With thousands at Oktoberfest in Munich on September 26 of that year, a nail bomb exploded in a waste basket, killing 13 people and injuring 213 others.

Emergency personnel and festival attendees attempt to help injured person after nail bomb explodes at Oktoberfest, Sep. 26, 1980
'Oktoberfest assassination' - have all the culprits been brought to justice?Image: picture alliance/dpa

Among the dead was a student called Gundolf Köhler. During a two-year investigation, police had discovered that Köhler was a right-wing extremist and belonged to the neo-Nazi "Viking Youth" group, which was also later banned.

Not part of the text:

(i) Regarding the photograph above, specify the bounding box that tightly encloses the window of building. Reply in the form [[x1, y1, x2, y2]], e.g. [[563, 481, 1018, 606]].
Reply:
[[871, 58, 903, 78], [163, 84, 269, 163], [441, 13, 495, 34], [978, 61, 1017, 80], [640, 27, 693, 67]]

He was believed to have had connections to other groups as well. But investigators upheld their theory that he had acted on his own, and they closed the case.

Since then, there have been repeated calls for his case to be reopened.

Arson attacks on rooming houses for asylum-seekers, and on foreigners' homes, began at the beginning of the 1990s - with attacks in Hamburg, Mölln, Solingen. The arsonists in these cases also came out of the neo-Nazi scene.

It was soon after the fall of the Berlin Wall and Reunification - a time when poverty in the eastern parts of Germany was seen as causing right-wing violence to spread.

The most recent series of murders against Turkish and Greek German citizens has yet to be solved.